|Friday, April 12th|
Rebecca Collins, University of Montana - Missoula
4:00 PM - 4:20 PM
In modern, technologically advanced societies, social media have been credited with playing a pivotal role in bringing about activism and social change. Is this enthusiasm for sites like Facebook and Twitter justified, or do we give social media more credit than it deserves? We decided to test the efficacy of social media in actively promoting social change by creating our own localized activist campaign, hypothesizing that we needed some sort of offline activist component to our outreach to mobilize. We created a campaign to advocate for tap water on campus. To measure our success, we looked at the analytics provided on our Facebook page and Youtube channel, as well as surveys on Survey Monkey, and connected our likes, views, and results to the dates they occurred, often in concurrence with offline events. For our offline component, we staged a flashmob to both aid in spreading our message and to compare its efficacy to the success of the facebook page. Our research was also informed by a parallel campaign conducted by a group of students in Berlin, Germany, with which our test group—a seminar class of Global Leadership Initiative freshmen—collaborated.

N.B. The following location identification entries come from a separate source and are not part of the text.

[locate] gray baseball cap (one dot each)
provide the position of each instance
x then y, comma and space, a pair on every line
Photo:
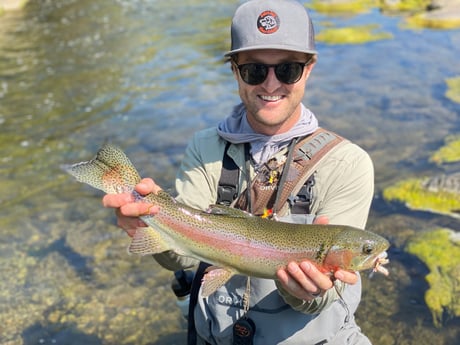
272, 24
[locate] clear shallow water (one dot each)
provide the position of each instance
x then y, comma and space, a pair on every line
145, 75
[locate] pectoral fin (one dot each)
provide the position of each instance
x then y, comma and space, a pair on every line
214, 278
148, 241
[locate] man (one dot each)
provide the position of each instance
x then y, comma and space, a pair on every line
272, 56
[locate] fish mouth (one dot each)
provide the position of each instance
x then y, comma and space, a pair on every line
380, 260
375, 262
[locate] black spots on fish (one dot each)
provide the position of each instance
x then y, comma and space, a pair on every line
368, 248
321, 253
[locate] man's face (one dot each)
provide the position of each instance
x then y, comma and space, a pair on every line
272, 107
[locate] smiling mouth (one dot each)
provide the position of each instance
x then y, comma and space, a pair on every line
271, 98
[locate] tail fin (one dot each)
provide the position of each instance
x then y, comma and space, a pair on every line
110, 171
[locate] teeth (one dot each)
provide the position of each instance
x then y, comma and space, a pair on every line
271, 98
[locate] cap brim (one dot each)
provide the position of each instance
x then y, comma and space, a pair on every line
271, 46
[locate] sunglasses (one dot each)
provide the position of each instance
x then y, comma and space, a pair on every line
256, 73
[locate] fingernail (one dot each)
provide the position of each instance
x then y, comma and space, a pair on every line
339, 275
306, 266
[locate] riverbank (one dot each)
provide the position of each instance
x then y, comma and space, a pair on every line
11, 5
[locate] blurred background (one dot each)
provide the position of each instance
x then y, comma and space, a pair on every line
145, 75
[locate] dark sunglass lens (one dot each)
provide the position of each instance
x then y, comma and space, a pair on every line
289, 73
253, 73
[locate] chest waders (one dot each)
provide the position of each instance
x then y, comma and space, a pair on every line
282, 193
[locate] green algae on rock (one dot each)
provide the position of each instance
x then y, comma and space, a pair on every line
404, 5
342, 6
440, 251
442, 20
453, 89
450, 152
415, 194
352, 35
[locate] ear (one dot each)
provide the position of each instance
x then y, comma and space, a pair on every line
309, 68
234, 70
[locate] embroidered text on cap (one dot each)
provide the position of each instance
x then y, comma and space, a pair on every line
268, 22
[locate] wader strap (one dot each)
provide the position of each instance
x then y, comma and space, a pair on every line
227, 190
194, 292
307, 153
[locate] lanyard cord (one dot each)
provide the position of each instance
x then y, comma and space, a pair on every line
284, 174
282, 181
247, 157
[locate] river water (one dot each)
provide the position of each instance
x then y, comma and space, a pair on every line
145, 74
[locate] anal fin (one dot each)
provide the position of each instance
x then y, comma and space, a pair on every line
148, 241
213, 279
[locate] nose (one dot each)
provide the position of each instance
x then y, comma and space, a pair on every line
271, 83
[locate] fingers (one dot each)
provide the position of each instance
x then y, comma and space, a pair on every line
146, 186
304, 280
128, 210
346, 276
322, 220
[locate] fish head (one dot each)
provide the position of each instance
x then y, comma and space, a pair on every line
357, 250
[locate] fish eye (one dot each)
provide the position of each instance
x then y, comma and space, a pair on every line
368, 248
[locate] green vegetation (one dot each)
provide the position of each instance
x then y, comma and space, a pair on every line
440, 251
352, 35
340, 7
404, 5
416, 196
422, 20
449, 153
453, 88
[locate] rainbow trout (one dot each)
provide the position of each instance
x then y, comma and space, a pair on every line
233, 241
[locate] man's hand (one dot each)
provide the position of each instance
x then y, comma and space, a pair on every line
127, 210
304, 280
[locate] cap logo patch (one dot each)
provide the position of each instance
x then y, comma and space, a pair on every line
268, 22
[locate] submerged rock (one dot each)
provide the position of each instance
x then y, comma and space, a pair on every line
449, 183
10, 5
440, 251
435, 194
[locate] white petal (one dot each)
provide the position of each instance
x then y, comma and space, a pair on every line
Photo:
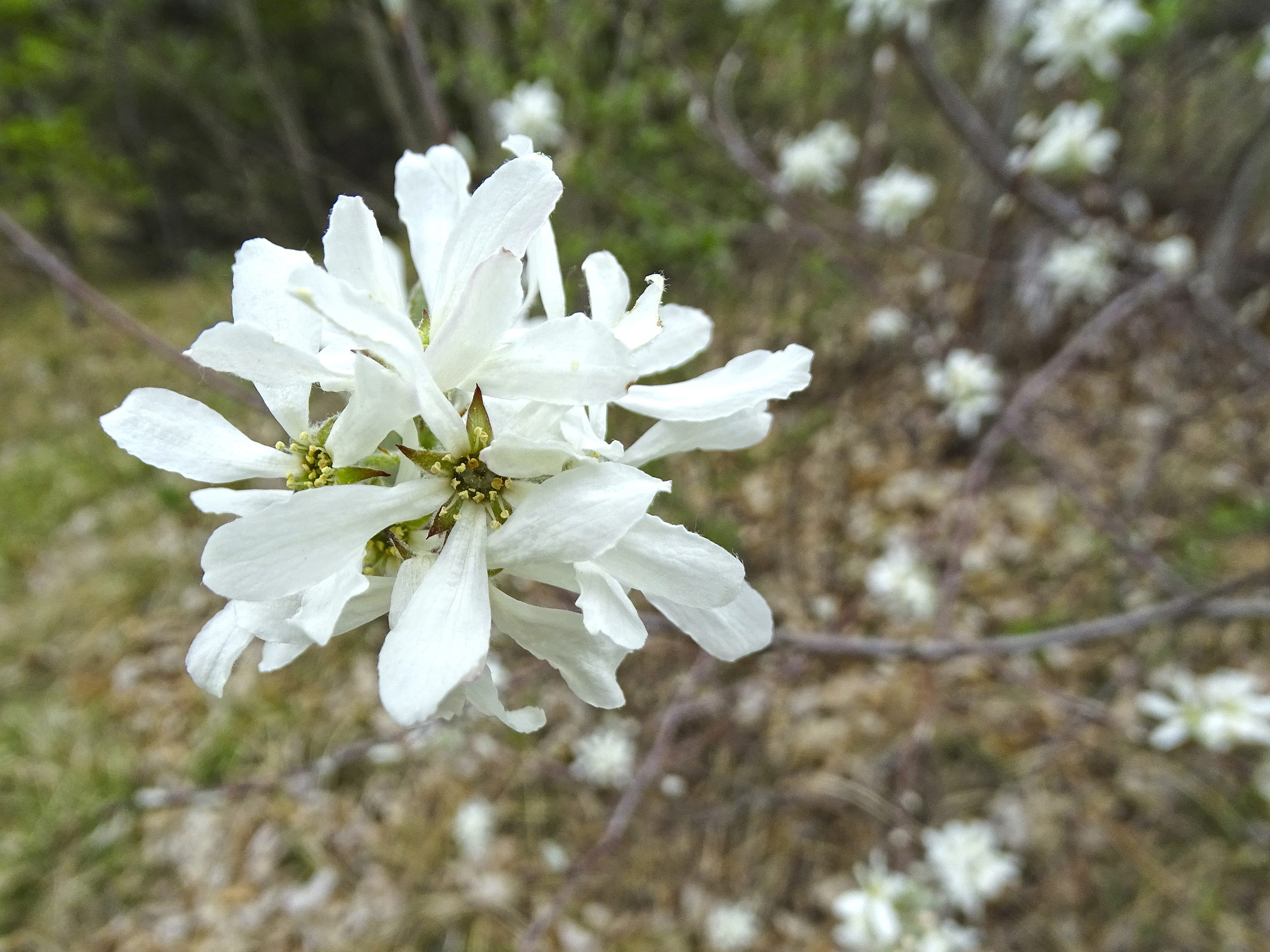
567, 361
442, 636
381, 402
736, 432
261, 298
482, 315
542, 266
576, 516
606, 610
746, 381
176, 433
506, 211
303, 540
353, 252
729, 632
431, 193
666, 560
521, 457
252, 353
642, 324
323, 606
685, 334
484, 696
407, 582
215, 650
280, 654
588, 663
607, 286
235, 502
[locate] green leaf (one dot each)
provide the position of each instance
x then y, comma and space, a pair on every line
479, 429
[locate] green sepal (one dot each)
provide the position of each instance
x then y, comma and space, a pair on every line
479, 429
427, 459
324, 431
427, 438
344, 475
446, 517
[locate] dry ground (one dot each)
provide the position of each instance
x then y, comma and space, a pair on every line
1124, 848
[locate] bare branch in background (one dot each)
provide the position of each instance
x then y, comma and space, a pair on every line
684, 707
1013, 419
407, 26
379, 55
287, 114
91, 298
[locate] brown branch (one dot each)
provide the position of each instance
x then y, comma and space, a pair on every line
403, 17
678, 711
1015, 417
91, 298
1084, 632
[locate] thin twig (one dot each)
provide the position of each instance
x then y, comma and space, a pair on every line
678, 711
425, 79
1013, 419
91, 298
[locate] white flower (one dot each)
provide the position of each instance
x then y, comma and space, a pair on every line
1220, 710
970, 385
1263, 69
915, 15
887, 324
891, 201
1078, 271
871, 914
968, 865
740, 8
606, 757
1175, 257
902, 584
1067, 34
474, 828
1071, 142
816, 160
534, 111
732, 927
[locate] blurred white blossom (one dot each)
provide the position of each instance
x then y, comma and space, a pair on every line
891, 201
913, 15
474, 828
606, 757
732, 927
1218, 710
1067, 34
970, 385
887, 324
1071, 142
902, 583
968, 865
816, 160
534, 111
1175, 257
1078, 271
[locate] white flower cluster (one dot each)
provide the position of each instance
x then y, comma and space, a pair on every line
471, 447
816, 160
902, 583
1071, 142
1078, 271
606, 757
970, 386
534, 111
1067, 34
1218, 710
889, 202
913, 15
896, 912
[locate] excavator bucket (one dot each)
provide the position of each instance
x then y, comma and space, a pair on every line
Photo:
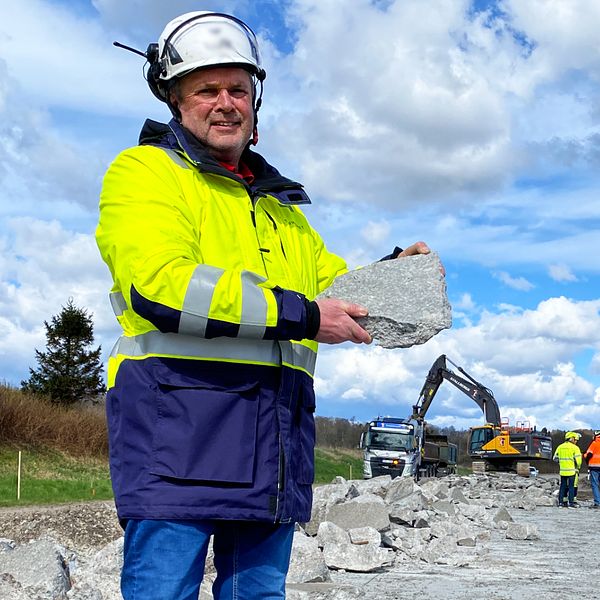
501, 444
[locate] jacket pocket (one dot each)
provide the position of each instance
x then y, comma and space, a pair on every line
206, 433
304, 438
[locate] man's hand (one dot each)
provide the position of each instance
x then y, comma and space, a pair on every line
338, 324
416, 248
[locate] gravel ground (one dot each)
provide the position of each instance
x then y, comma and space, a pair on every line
562, 563
83, 527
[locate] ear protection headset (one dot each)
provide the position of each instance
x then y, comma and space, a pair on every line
157, 62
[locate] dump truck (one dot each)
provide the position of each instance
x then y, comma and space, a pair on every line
494, 446
402, 448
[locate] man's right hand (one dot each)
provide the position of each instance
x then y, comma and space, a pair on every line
338, 324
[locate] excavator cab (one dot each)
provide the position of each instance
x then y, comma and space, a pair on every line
480, 436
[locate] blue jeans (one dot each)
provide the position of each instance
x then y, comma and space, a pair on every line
164, 560
595, 483
567, 488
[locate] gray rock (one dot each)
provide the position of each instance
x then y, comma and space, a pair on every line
360, 559
37, 568
364, 535
406, 298
322, 591
522, 531
98, 577
307, 563
364, 511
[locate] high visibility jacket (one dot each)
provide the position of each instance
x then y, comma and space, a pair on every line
569, 458
592, 454
210, 403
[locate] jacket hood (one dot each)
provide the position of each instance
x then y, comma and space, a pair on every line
174, 136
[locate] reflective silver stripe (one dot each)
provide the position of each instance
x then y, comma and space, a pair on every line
265, 352
298, 356
187, 346
117, 301
176, 158
198, 297
254, 307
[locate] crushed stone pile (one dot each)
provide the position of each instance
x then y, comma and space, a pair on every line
359, 526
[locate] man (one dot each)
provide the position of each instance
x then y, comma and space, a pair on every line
592, 457
568, 457
565, 499
215, 268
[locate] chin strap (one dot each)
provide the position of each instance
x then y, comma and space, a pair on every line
257, 105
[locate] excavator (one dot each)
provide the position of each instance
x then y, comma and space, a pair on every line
494, 446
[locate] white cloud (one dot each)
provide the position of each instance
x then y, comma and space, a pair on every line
526, 358
517, 283
42, 266
561, 273
375, 234
465, 303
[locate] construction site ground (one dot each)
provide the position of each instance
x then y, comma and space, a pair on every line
563, 563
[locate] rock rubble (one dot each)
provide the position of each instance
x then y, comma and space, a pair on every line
356, 527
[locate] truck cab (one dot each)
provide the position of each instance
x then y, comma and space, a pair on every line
390, 448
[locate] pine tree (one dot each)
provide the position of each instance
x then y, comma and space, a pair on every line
68, 371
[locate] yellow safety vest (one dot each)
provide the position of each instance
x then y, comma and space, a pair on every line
199, 246
569, 458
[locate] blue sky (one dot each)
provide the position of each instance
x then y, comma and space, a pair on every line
474, 126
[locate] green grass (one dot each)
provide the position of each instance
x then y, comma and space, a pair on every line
330, 463
51, 477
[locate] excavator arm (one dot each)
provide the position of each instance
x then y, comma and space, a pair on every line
468, 385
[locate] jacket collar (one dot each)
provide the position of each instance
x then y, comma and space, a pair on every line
175, 136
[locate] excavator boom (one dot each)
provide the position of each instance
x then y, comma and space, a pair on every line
467, 384
492, 442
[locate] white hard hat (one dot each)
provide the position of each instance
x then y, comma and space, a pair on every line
205, 39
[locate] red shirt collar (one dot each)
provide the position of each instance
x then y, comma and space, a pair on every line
243, 171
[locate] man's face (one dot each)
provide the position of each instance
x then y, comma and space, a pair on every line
216, 106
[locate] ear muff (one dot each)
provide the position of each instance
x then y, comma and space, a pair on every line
155, 70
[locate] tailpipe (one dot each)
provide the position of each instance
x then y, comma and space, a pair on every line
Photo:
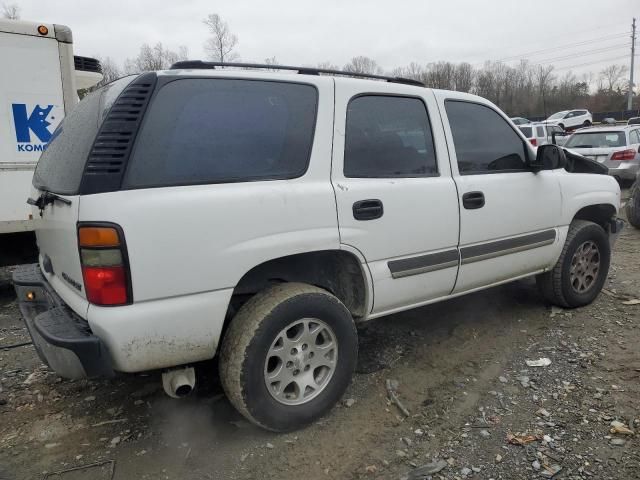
179, 382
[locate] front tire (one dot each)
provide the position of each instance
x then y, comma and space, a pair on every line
288, 356
632, 208
579, 274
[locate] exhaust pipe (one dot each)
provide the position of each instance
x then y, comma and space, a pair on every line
179, 382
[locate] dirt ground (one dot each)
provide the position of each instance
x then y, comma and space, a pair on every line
461, 371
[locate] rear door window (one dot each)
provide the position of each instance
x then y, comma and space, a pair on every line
62, 163
388, 137
199, 131
484, 141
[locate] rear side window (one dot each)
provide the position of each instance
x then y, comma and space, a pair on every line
388, 137
61, 165
217, 130
527, 131
484, 141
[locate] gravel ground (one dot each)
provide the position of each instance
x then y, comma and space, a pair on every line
476, 408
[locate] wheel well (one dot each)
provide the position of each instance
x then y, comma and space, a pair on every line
336, 271
600, 214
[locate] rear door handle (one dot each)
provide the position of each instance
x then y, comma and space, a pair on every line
368, 209
473, 200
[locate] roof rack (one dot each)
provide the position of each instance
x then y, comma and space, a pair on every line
199, 64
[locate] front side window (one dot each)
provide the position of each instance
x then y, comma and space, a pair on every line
200, 131
484, 141
527, 131
388, 137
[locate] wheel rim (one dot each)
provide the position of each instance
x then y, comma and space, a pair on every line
301, 361
585, 266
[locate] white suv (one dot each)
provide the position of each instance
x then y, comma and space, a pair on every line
259, 216
571, 119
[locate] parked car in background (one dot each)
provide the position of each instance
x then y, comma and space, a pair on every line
570, 119
520, 120
541, 134
632, 207
556, 135
534, 133
615, 147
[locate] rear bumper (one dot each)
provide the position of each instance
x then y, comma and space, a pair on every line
615, 227
62, 340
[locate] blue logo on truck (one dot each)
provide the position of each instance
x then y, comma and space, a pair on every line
32, 126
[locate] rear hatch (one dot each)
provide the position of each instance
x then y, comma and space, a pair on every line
55, 197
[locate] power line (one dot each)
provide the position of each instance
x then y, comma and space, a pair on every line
562, 47
582, 54
604, 60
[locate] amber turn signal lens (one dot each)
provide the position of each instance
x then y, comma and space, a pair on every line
98, 237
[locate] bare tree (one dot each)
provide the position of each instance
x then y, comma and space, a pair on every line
157, 57
220, 46
110, 71
11, 11
613, 76
362, 64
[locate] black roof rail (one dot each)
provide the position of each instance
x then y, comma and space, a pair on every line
199, 64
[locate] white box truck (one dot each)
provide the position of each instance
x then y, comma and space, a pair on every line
38, 87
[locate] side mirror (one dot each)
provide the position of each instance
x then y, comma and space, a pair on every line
549, 157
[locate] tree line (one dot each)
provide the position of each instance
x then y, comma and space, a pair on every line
526, 89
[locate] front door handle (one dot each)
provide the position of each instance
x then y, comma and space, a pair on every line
368, 209
473, 200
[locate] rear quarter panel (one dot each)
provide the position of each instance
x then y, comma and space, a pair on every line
188, 247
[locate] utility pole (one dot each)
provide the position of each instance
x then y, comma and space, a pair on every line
633, 53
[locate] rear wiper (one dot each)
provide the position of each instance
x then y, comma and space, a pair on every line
47, 198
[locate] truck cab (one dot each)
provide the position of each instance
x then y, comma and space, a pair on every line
38, 88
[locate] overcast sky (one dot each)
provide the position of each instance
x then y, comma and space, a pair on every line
394, 33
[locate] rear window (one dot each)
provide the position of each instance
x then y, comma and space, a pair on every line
224, 130
597, 140
526, 131
61, 165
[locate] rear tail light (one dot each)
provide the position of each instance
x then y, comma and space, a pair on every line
624, 155
105, 267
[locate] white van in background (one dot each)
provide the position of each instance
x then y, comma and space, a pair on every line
38, 87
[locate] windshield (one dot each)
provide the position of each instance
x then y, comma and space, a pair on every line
61, 165
527, 131
558, 115
597, 140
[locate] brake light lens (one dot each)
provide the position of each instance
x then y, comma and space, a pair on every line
624, 155
104, 267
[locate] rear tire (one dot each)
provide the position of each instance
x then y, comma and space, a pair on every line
632, 209
273, 367
579, 274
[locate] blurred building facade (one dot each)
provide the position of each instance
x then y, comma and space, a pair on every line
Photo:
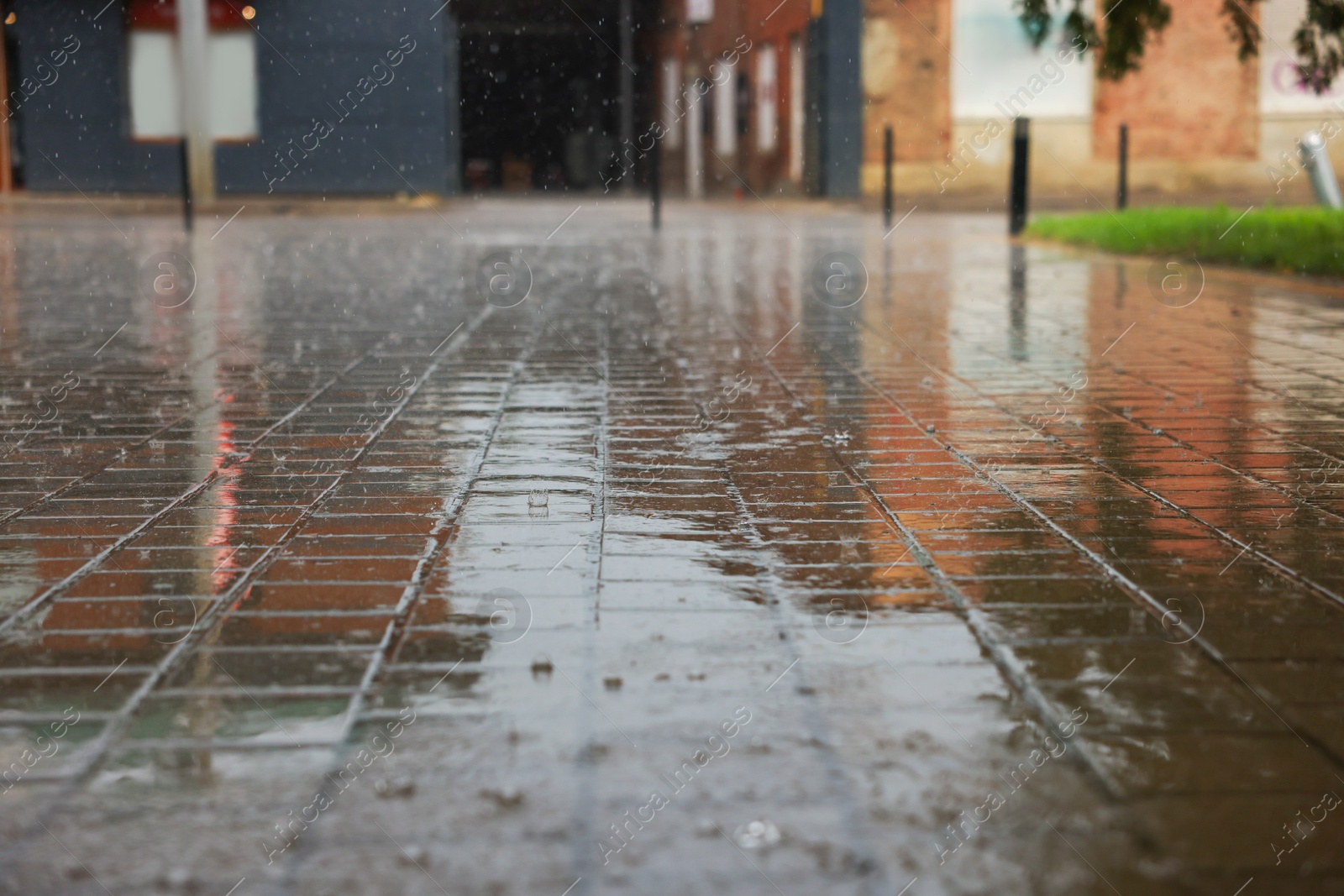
765, 96
949, 76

Patrick Morrison, University of Montana - Missoula
4:20 PM - 4:40 PM
This research aims to discover some potential reasons individuals in college settings might choose not to disclose depressive symptoms to their primary care physicians. Depression is one of the most prevalent mental health disorders, yet many people with depressive symptoms are not treated or referred to treatment by their primary care physicians. One potential reason that individuals with depression do not undergo treatment is because patients choose not to disclose their depressive symptoms. Research has shown that stigma plays a role in whether or not individuals with mental health illness disclose symptoms in primary care settings. The present study, with data collection recently underway, utilizes an online survey containing a vignette depicting an individual with depressive symptoms. Following the vignette, participants complete several objective measures aimed at discovering correlations between stigma and depression and assessing potential reasons for depression nondisclosure. The two main variables being measured in this study are participants' attitudes regarding stigma and nondisclosure of depressive symptoms. Proposed analyses will examine associations between stigma and nondisclosure and will describe the range and scope of students’ concerns about disclosure. Proper identification of the reasons for depressive symptom nondisclosure in primary care may have implications for stigma reduction in this population and may generalize to other populations. Results may also serve to inform psychoeducational efforts aimed at increasing the likelihood of depressive symptom disclosure.
Nancy Grenager, University of Montana - Missoula
4:40 PM - 5:00 PM
Everyone in a romantic relationship must negotiate small details in everyday life with their romantic partner. Conflict occurs when individuals disagree in terms of their needs, wants, and/ or beliefs. In this study, we examined the potential correlation between negotiation style and relationship satisfaction. Fifty-seven participants completed an online survey about their conflict styles and current level of satisfaction in their romantic relationship. The results showed a positive correlation between the tendency to use cooperative negotiation styles and reported relationship satisfaction, and a negative correlation between competitive negotiation styles and relationship satisfaction. The results indicate that how people negotiate everyday issues directly influences the amount of relational satisfaction they will experience.